YAMAHA RS7000
- tokyonagaremono
- 2015年11月13日
- 読了時間: 4分

ヤマハのシーケンサー+PCMシンセサイザー+サンプラーのお化け。
2001年に発売され、メディアはスマートメディア。
サンプリングしたものはもちろん、シーケンスデータも本体に置いておけないので、スマートメディアでのやりとりが面倒くさい。
これが欠点1。
次に、ハードウェアキーは壊れやすい。欠点2。
それを除くと、本当に素晴らしいグルーブボックスで、充実したシーケンス機能、程良く使えるPCM音源、エディットのしやすいシンセサイザー機能、結構良い音のサンプリング部、効きの良いエフェクトと完璧な機械だ。
いま、パソコンで何でも出来てしまうこの時代からすれば数MB単位のデータを扱えないショボさだ。

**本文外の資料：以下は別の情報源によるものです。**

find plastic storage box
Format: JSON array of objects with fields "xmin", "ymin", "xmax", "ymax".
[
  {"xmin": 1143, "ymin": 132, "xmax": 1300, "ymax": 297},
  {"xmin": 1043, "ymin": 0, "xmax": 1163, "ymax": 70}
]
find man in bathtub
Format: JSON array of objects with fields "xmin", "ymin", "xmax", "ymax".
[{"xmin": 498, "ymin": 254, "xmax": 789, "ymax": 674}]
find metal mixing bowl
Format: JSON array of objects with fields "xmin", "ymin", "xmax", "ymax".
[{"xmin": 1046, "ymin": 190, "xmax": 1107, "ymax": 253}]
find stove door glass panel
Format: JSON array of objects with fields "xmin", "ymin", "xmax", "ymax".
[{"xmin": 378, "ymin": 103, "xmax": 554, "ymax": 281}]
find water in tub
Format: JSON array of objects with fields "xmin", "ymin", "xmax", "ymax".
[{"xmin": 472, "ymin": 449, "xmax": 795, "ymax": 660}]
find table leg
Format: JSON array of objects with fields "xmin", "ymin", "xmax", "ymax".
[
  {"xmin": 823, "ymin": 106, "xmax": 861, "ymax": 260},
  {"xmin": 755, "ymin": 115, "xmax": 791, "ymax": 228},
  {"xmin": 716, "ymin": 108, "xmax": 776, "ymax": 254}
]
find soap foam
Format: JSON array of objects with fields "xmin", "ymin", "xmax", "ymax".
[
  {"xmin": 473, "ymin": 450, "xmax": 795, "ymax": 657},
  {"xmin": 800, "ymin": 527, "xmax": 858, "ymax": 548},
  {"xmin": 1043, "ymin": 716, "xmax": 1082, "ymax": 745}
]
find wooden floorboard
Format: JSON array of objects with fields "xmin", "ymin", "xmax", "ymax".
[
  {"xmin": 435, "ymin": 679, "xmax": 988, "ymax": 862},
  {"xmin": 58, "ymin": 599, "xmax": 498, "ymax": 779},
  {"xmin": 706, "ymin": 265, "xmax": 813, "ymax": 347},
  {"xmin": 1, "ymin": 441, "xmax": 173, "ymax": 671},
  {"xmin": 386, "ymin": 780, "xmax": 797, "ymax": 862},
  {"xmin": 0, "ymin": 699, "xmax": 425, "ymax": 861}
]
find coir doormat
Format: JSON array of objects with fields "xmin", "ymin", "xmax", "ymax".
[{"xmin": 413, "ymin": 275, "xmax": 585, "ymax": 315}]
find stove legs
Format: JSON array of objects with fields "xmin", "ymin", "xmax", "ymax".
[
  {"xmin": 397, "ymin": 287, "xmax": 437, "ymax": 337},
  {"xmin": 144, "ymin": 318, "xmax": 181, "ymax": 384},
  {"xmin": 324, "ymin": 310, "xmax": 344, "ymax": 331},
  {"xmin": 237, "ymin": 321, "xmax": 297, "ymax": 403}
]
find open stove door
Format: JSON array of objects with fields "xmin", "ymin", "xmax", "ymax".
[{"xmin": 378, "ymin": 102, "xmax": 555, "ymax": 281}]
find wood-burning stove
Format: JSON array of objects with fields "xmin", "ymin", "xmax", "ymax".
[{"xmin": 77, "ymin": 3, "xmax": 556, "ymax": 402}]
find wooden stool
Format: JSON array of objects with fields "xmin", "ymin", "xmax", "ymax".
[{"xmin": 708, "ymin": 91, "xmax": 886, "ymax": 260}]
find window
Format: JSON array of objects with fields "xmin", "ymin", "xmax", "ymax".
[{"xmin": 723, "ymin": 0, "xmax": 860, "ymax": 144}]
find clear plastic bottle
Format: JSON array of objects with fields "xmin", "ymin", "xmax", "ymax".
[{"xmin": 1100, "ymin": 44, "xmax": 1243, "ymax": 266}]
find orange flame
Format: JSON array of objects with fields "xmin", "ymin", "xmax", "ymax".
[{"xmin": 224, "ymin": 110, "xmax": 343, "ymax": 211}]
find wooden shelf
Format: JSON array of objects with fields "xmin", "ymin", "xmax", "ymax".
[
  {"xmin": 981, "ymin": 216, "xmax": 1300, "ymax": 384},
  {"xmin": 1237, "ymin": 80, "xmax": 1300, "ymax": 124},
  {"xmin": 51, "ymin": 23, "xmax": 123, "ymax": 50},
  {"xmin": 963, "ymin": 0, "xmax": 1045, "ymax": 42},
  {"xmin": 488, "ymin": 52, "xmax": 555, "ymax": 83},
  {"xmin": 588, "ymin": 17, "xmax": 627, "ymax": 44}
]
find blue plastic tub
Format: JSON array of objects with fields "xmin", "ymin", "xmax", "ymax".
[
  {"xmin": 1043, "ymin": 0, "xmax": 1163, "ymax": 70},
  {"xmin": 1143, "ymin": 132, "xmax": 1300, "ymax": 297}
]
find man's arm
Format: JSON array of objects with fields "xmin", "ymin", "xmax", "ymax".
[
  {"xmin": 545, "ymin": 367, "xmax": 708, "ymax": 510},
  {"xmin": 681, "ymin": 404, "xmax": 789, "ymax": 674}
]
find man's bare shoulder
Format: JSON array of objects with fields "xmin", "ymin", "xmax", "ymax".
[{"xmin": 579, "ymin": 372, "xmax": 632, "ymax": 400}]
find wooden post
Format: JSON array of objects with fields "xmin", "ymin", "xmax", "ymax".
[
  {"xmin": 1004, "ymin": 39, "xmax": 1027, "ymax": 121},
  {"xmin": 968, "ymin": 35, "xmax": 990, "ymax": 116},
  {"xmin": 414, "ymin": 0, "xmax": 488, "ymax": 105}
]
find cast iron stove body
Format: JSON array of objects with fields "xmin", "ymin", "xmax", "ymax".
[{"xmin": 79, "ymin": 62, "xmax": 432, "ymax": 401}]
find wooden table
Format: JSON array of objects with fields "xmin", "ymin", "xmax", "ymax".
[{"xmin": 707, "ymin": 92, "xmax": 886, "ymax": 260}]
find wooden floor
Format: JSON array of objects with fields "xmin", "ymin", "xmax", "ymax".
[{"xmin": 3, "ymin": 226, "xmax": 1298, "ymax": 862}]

データが重くなると色々フラフラするし、巨体で重量もあるので、今の技術でRS7000を見てみたい。
ヤマハさん、作れないですかね?
もっと突っ込んで紹介してみると、下記のような特徴です。
1,意外と良いPCM音源
やっぱりフロア向けの機材なので、リズム音源としては充実していて、オールジャンルの音が入っています。TR-909、TR-808っぽい音もRoland MCシリーズより個人的には使える音で、これだけでも十分な価値です。インダストリアル系の音なんかも使えて、ヒップホップ系の音も大丈夫。生ドラムも普通に使えます。リズム系に限らずで、エスニック系の音も充実かつ色気があって使えます。SE系も種類が豊富で、相方のロリコ君はそのへん上手く使ったアンビエンスとかドローンっぽい雰囲気を出していました。ショボイとも評されますが、相当なリアリティを求めないかぎりは、音源部は安心していいですよ。ここにないのはサンプリングでカバーしましょう。

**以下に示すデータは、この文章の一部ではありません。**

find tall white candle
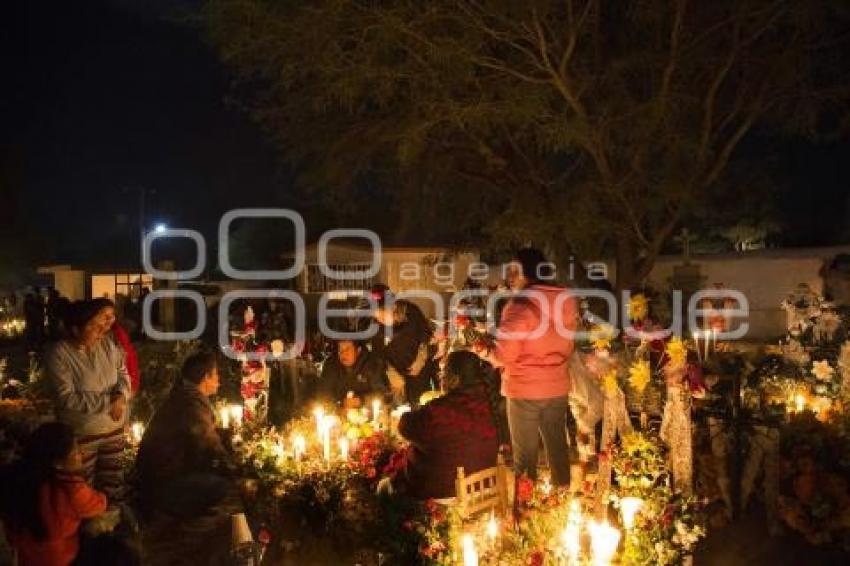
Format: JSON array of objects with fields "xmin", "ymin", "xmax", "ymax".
[
  {"xmin": 339, "ymin": 436, "xmax": 350, "ymax": 461},
  {"xmin": 693, "ymin": 331, "xmax": 702, "ymax": 363},
  {"xmin": 562, "ymin": 499, "xmax": 582, "ymax": 563},
  {"xmin": 230, "ymin": 405, "xmax": 244, "ymax": 429},
  {"xmin": 372, "ymin": 398, "xmax": 381, "ymax": 428},
  {"xmin": 619, "ymin": 497, "xmax": 643, "ymax": 530},
  {"xmin": 219, "ymin": 406, "xmax": 230, "ymax": 429},
  {"xmin": 130, "ymin": 422, "xmax": 144, "ymax": 445},
  {"xmin": 589, "ymin": 521, "xmax": 620, "ymax": 566},
  {"xmin": 462, "ymin": 534, "xmax": 478, "ymax": 566},
  {"xmin": 313, "ymin": 405, "xmax": 325, "ymax": 437}
]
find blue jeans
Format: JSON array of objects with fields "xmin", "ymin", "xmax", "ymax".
[{"xmin": 507, "ymin": 397, "xmax": 570, "ymax": 486}]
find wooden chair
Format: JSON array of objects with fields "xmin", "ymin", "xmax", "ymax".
[{"xmin": 455, "ymin": 453, "xmax": 513, "ymax": 519}]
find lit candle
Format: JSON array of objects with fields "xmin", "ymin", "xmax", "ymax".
[
  {"xmin": 462, "ymin": 534, "xmax": 478, "ymax": 566},
  {"xmin": 693, "ymin": 331, "xmax": 703, "ymax": 363},
  {"xmin": 313, "ymin": 405, "xmax": 325, "ymax": 437},
  {"xmin": 130, "ymin": 422, "xmax": 144, "ymax": 445},
  {"xmin": 293, "ymin": 434, "xmax": 306, "ymax": 461},
  {"xmin": 562, "ymin": 499, "xmax": 582, "ymax": 564},
  {"xmin": 230, "ymin": 405, "xmax": 244, "ymax": 429},
  {"xmin": 273, "ymin": 439, "xmax": 285, "ymax": 464},
  {"xmin": 339, "ymin": 436, "xmax": 350, "ymax": 461},
  {"xmin": 372, "ymin": 398, "xmax": 381, "ymax": 428},
  {"xmin": 486, "ymin": 512, "xmax": 498, "ymax": 543},
  {"xmin": 619, "ymin": 496, "xmax": 644, "ymax": 530},
  {"xmin": 219, "ymin": 406, "xmax": 230, "ymax": 429},
  {"xmin": 589, "ymin": 521, "xmax": 620, "ymax": 566},
  {"xmin": 321, "ymin": 415, "xmax": 337, "ymax": 463}
]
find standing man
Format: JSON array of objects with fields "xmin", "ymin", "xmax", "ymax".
[{"xmin": 491, "ymin": 248, "xmax": 577, "ymax": 486}]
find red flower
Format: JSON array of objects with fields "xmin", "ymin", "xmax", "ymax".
[
  {"xmin": 455, "ymin": 314, "xmax": 471, "ymax": 329},
  {"xmin": 425, "ymin": 499, "xmax": 438, "ymax": 514},
  {"xmin": 254, "ymin": 343, "xmax": 268, "ymax": 354},
  {"xmin": 528, "ymin": 550, "xmax": 545, "ymax": 566},
  {"xmin": 367, "ymin": 467, "xmax": 377, "ymax": 479},
  {"xmin": 257, "ymin": 528, "xmax": 272, "ymax": 545},
  {"xmin": 403, "ymin": 520, "xmax": 414, "ymax": 532},
  {"xmin": 472, "ymin": 338, "xmax": 489, "ymax": 353},
  {"xmin": 231, "ymin": 340, "xmax": 245, "ymax": 353},
  {"xmin": 516, "ymin": 476, "xmax": 534, "ymax": 505}
]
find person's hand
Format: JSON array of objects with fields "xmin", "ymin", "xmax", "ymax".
[{"xmin": 109, "ymin": 394, "xmax": 126, "ymax": 422}]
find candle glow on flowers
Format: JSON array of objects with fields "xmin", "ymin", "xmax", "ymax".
[{"xmin": 812, "ymin": 360, "xmax": 834, "ymax": 381}]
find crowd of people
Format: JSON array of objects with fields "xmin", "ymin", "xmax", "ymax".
[{"xmin": 0, "ymin": 247, "xmax": 580, "ymax": 565}]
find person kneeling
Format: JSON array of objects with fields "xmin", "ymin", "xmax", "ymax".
[
  {"xmin": 393, "ymin": 351, "xmax": 502, "ymax": 500},
  {"xmin": 136, "ymin": 351, "xmax": 241, "ymax": 565}
]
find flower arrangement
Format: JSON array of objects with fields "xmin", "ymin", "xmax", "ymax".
[{"xmin": 612, "ymin": 432, "xmax": 707, "ymax": 565}]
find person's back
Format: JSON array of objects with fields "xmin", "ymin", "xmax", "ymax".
[
  {"xmin": 398, "ymin": 384, "xmax": 499, "ymax": 499},
  {"xmin": 396, "ymin": 351, "xmax": 501, "ymax": 499},
  {"xmin": 497, "ymin": 284, "xmax": 577, "ymax": 399}
]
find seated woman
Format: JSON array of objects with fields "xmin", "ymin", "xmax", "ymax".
[
  {"xmin": 1, "ymin": 422, "xmax": 108, "ymax": 566},
  {"xmin": 318, "ymin": 339, "xmax": 388, "ymax": 407},
  {"xmin": 394, "ymin": 351, "xmax": 502, "ymax": 500}
]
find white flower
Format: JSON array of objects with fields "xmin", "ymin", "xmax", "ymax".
[{"xmin": 812, "ymin": 360, "xmax": 834, "ymax": 381}]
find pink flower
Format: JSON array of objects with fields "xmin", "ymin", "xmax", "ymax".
[{"xmin": 257, "ymin": 528, "xmax": 272, "ymax": 545}]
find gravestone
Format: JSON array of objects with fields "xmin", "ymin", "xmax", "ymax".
[{"xmin": 823, "ymin": 254, "xmax": 850, "ymax": 306}]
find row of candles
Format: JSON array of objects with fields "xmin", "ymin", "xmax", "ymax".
[
  {"xmin": 692, "ymin": 328, "xmax": 719, "ymax": 362},
  {"xmin": 461, "ymin": 497, "xmax": 644, "ymax": 566}
]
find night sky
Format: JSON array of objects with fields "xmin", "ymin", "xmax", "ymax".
[{"xmin": 1, "ymin": 0, "xmax": 849, "ymax": 278}]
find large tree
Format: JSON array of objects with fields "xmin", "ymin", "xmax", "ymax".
[{"xmin": 205, "ymin": 0, "xmax": 850, "ymax": 289}]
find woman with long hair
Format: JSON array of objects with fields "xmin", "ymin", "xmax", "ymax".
[
  {"xmin": 1, "ymin": 422, "xmax": 107, "ymax": 566},
  {"xmin": 374, "ymin": 298, "xmax": 437, "ymax": 404},
  {"xmin": 393, "ymin": 350, "xmax": 503, "ymax": 500},
  {"xmin": 45, "ymin": 300, "xmax": 131, "ymax": 502}
]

全体的な出音もそこまでハイファイではないけど、扱いやすくしっかりした音です。
2,ライブに充実すぎる機能たち
「リアルタイムループリミックス」機能が本当に賢くて、2015年現在、Roland AIRAシリーズの「SCATTER」とかSugerbytesの「Turnado」に勝るとも劣らないというか、それ以上というか・・・。
この機能、単純にMIDIシーケンスを16部音符単位で区切って区切り方と刻み方を変えて並べ替えるだけですが、サンプル音源部はもちろん、MIDI音源部にも有効(ただしリバースは効かない)です。

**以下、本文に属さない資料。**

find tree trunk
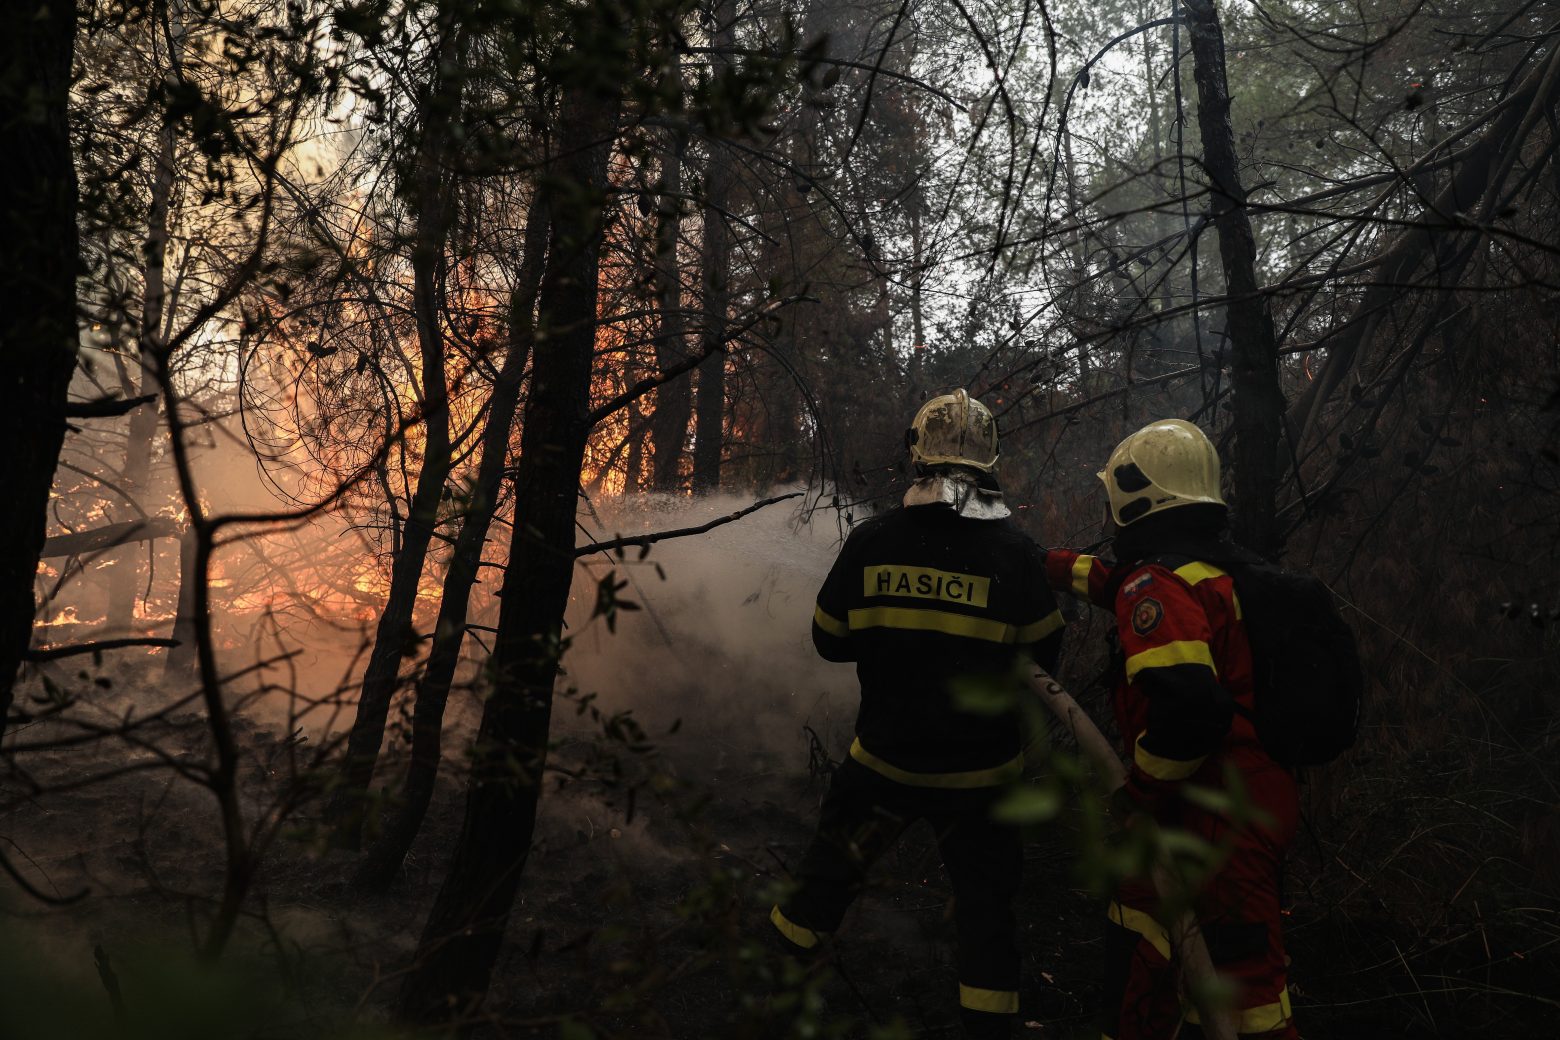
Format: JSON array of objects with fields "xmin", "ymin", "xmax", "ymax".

僕はタムを適当に打ち込んだフレーズを、リアルタイムループリミックスでどんどん変化を付けていくパフォーマンスを披露したりしてました。
MIDIシーケンスにディレイ効果をつけるMIDIディレイや、トラック毎にディレイ、リバーブ/コーラス、その他エフェクト、マスターエフェクトでもトリッキーな効果は狙えるし、ピッチも簡単に変化できて、主要なシンセサイザー感覚の各種エディットもツマミが出ていてるのでやりたい放題です。
ライブパフォーマンスでこれ一台で困りません。
3,流石はヤマハのシーケンス部分
シーケンスの書き込みはリアルタイム、ステップはもちろん、Roland TRシリーズ方式の書き込みも可能です。QYシリーズ譲りのステップレコーディングとエディット機能で、QYほどじゃなくても快適に作業できます。
その他、かなり多機能ながらもボタンも沢山あって設定も階層を深く辿らなくて済むので使いやすいです。まぁ探すのはちょっと大変ですが。
16トラックのMIDIシーケンスもフレキシブルな設定(2系統のMIDIアウトポートにも割り振れる)も可能で、外部音源の取り扱いを含めてメインシーケンサーとしてもしっかり使えます。
4,シンセサイザー機能を評価してみる
先ずフィルターは、この時代のデジタル臭さは感じるものの、発振気味のキツい音も暴れすぎず(同年代のRolandで同じことをすると暴れすぎて嫌い)、ギリギリ使える印象です。控えめのセッティングが無難ですが。
エンベロープはややチグハグで効きのよく解らないポイントがあったりします。スイートスポットは狭い。この世代のデジタルシンセとしては標準的ともいえる。
エンベロープはアンプ、フィルター、ピッチに独立して設定することが可能です。
LFOは波形が豊富です。掛かりとしてもきちんと掛かるというか、エゲツナイ感じもしっかり出せた記憶があります。LFOもアンプ、ピッチ、フィルターに独立して掛けられます。
東京流れ者のライブでは、2011年の中心機材でしたが、その後はAcid Technoのアーティストのライブでも使われる事のある、「知る人ぞ知る」グルーブボックス系機材です。
説明書なしでは使いこなすのは難しいですが、その甲斐がある充実した機械です。